Lumbar herniated disc pain
Symptoms of a lumbar herniated disc vary widely—from moderate pain in the back and buttock to widespread numbness and weakness requiring immediate medical care.
In the vast majority of cases, the pain eases within six weeks. But despite its short duration, the pain can be excruciating and make it difficult to participate in everyday activities and responsibilities. For some, the pain can become chronic and/or debilitating.
It is common for a herniated disc to press against, or inflame, a nearby nerve, causing pain to radiate along the length of the nerve. A lumber herniated disc is the most common cause of sciatica, leg pain along the sciatic nerve down the back of the leg.
These are some general characteristics of lumbar herniated disc pain:
- Leg pain. The leg pain is typically worse than low back pain. If the pain radiates along the path of the large sciatic nerve in the back of the leg, it is referred to as sciatica or a radiculopathy.
- Nerve pain. The most noticeable symptoms are usually described as nerve pain in the leg, with the pain being described as searing, sharp, electric, radiating, or piercing.
- Variable location of symptoms. Depending on variables such as where the disc herniates and the degree of herniation, symptoms may be experienced in the low back, buttock, front or back of the thigh, the calf, foot and/or toes, and typically affects just one side of the body.
- Neurological symptoms. Numbness, a pins-and-needles feeling, weakness, and/or tingling may be experienced in the leg, foot, and/or toes.
- Foot drop. Neurological symptoms caused by the herniation may include difficulty lifting the foot when walking or standing on the ball of the foot, a condition known as foot drop.
- Lower back pain. Lower back pain may be present, but not always. The low back pain may be described as dull or throbbing, and may be accompanied by stiffness.
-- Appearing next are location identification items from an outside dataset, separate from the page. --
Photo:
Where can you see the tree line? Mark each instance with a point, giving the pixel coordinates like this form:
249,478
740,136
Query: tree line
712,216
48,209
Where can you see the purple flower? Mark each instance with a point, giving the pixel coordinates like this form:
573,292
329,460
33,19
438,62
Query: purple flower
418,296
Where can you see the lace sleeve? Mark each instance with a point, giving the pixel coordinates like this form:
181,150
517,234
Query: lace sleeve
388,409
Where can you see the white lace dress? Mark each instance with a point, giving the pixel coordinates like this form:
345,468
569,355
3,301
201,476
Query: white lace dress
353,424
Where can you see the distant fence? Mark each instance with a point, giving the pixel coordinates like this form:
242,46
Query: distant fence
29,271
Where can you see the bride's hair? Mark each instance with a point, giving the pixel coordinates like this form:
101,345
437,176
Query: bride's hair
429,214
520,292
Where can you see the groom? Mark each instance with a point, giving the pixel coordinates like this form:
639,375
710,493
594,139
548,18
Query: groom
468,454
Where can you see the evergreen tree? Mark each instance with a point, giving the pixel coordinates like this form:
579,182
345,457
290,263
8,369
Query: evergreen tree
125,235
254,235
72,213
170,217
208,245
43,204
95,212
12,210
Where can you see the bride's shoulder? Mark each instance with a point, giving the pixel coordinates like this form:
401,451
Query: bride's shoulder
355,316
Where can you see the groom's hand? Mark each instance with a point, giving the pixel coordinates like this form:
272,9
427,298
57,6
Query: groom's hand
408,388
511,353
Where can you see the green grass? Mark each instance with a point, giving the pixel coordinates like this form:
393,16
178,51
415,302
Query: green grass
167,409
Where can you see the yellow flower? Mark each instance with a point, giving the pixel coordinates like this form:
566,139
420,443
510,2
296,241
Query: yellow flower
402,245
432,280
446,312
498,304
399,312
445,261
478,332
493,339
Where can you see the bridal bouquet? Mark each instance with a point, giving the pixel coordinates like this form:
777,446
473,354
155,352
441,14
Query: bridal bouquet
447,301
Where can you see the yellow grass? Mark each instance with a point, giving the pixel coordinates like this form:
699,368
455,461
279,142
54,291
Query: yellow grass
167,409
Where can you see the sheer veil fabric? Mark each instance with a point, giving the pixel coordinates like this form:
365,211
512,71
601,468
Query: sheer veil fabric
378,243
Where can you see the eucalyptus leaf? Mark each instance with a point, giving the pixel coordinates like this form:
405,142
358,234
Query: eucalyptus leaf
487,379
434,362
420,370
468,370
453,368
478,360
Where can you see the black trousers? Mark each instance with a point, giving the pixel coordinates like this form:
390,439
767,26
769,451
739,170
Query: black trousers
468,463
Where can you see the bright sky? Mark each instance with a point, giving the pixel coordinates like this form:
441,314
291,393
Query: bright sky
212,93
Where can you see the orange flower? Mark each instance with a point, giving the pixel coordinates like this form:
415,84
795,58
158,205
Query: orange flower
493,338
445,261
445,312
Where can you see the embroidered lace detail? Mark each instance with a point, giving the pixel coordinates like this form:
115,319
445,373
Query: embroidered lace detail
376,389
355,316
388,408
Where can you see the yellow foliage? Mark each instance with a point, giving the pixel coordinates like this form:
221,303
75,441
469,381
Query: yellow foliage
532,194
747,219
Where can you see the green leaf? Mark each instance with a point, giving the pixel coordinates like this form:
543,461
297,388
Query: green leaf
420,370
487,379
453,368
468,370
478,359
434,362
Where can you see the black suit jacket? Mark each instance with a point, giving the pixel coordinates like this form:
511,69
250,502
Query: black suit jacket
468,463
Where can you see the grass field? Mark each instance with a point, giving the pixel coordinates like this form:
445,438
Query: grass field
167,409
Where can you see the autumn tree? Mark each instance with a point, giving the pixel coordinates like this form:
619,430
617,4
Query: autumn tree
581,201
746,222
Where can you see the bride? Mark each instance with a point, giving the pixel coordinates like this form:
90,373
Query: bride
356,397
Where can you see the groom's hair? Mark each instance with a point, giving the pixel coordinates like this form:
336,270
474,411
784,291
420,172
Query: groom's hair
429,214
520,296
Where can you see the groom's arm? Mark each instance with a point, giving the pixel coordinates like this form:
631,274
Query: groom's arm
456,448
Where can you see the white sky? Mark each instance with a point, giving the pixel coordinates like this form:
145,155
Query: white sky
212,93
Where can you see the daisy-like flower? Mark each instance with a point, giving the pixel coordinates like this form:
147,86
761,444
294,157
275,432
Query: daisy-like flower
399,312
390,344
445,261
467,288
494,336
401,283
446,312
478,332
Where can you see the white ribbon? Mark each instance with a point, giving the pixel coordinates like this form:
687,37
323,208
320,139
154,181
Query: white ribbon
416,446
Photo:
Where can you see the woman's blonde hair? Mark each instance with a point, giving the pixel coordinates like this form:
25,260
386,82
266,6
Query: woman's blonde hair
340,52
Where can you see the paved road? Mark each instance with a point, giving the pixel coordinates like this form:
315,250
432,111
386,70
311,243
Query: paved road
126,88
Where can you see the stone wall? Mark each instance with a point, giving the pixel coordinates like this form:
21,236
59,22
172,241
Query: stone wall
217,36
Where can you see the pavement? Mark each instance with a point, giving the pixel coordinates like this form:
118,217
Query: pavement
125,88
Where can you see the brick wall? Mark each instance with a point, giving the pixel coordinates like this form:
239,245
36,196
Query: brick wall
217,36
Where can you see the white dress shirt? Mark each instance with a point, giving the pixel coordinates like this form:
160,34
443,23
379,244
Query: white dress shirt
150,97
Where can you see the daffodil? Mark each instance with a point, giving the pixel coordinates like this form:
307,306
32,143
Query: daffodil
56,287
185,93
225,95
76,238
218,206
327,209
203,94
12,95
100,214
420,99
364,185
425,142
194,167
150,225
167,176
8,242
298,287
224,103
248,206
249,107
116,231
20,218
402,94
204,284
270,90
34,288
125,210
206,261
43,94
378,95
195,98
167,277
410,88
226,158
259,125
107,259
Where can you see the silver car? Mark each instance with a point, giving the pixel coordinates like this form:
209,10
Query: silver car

If the herniated disc causes lower back muscle spasm, the pain may be alleviated somewhat by a day or two of relative rest, applying ice or heat, sitting in a supported recliner or lying flat on the back with a pillow under the knees.
- Pain that worsens with movement. Pain may follow prolonged standing or sitting, or after walking even a short distance. A laugh, sneeze, or other sudden action may also intensify the pain.
Rare but Dangerous Symptoms of Lumbar Herniated Disc
A loss of bladder or bowel control, lower back pain, numbness in the saddle area, and/or weakness in both legs are signs of a rare but serious condition called cauda equina syndrome.
Location of Nerve Impingement Is Key:
- L3 or L4 impingement from a herniated disc may lead to an abnormal reflex when the area just below the knee is tapped with the rubberized reflex hammer
- L5 nerve impingement (at the L4-L5 level) from a herniated disc can cause symptoms such as weakness in extending the big toe and potentially in the ankle,
- S1 nerve impingement (at the L5-S1 level) from a herniated disc may cause loss of the ankle reflex and/or weakness that makes it difficult for patients to stand on their toes or on the ball of the foot.